It’s Not Easy Being Green: Part 1–A Hungry Girl in a Restaurant

Along with my usual blissed out musings about being alive on the Central Coast I’m going to start featuring some of my true grumpiness here as well. Today’s piece is the first selection in a series–It’s Not Easy Being Green. Like Kermit the Frog always says in his green musings, “If life were easy then it wouldn’t be difficult.” Precisely!

I want to be green, I try to be green, but I too frequently fail. When I read accounts of people whose trash for a full year barely fills a single mason jar, or about people who live completely off the grid or use none of the earth’s limited resources for an entire year, I am moved, impressed and then intimidated. I mean, the whole thing about being a locavore–albeit inconsistently–is about living gently on the earth. But I want to do better. I will do better. In this series you can laugh at my experiences listen to my grievances.

 

 

 

It’s Not Easy Being Green–Installment 1:
Hello Restauranteurs and Caterers—There Are Hungry Vegans Present

I Know.
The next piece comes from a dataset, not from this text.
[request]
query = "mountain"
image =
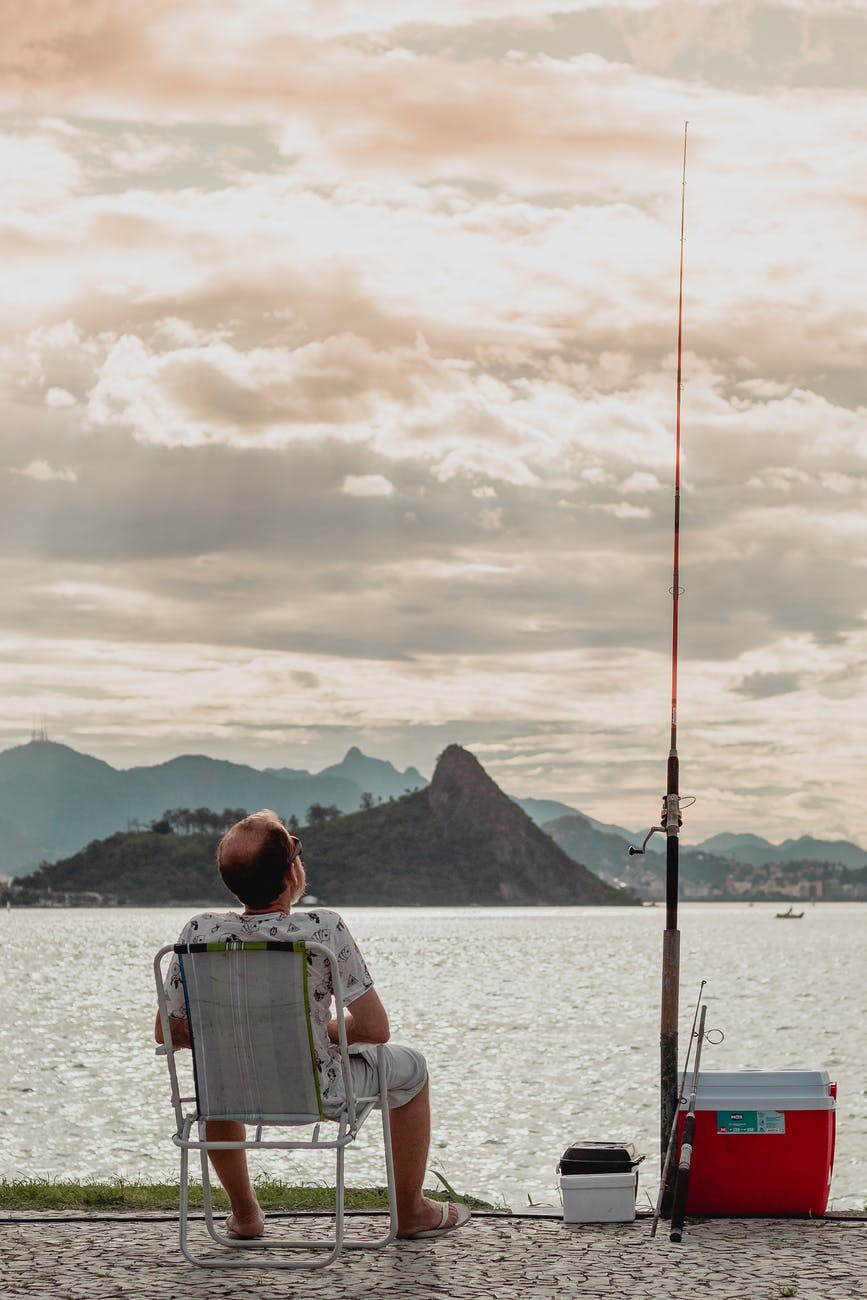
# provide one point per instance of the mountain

It’s not all about me. I get it. But still.

Sometimes I’m hungry.

Restaurants and cooks and cheese makers and regular grocery stores and even big corporate processed food giants have done amazing things for vegetarians and vegans in the last decade. I don’t even think that millennial vegans even know what vegan “cheese” used to taste like. (Sodden cardboard, that’s what it tasted like in case you’ve forgotten.) Companies like Kite Hill and Miyoko’s, and their founders Tal Ronen and Miyoko Shinner have done fabulous work. Ben and Jerry’s make a truly wonderful vegan ice cream. Even Daiya pizza makes regular very day frozen pizza accessible to vegans. Chains like the Veggie Grill and Native Foods being vegan fast food to the masses while more esoteric places like Little Pine (LA), Millennium (Oakland) and Mesa Verde and Oliver’s (Santa Barbara) offer more elegant dining. Right now, as I write this, in my tiny central coast town there are several good vegan establishments (most notably the Shine Cafe). Nearly everybody these days carries alternative milks and butter and even mayonnaise.

Life is good.

As long as you are eating in a strictly vegan location. Or cooking at home.

The regular restaurants, the ones we most often go to with your friends and loved ones, the places that cater events and holiday parties (if we ever have those again) and birthdays and weddings still largely haven’t gotten the message.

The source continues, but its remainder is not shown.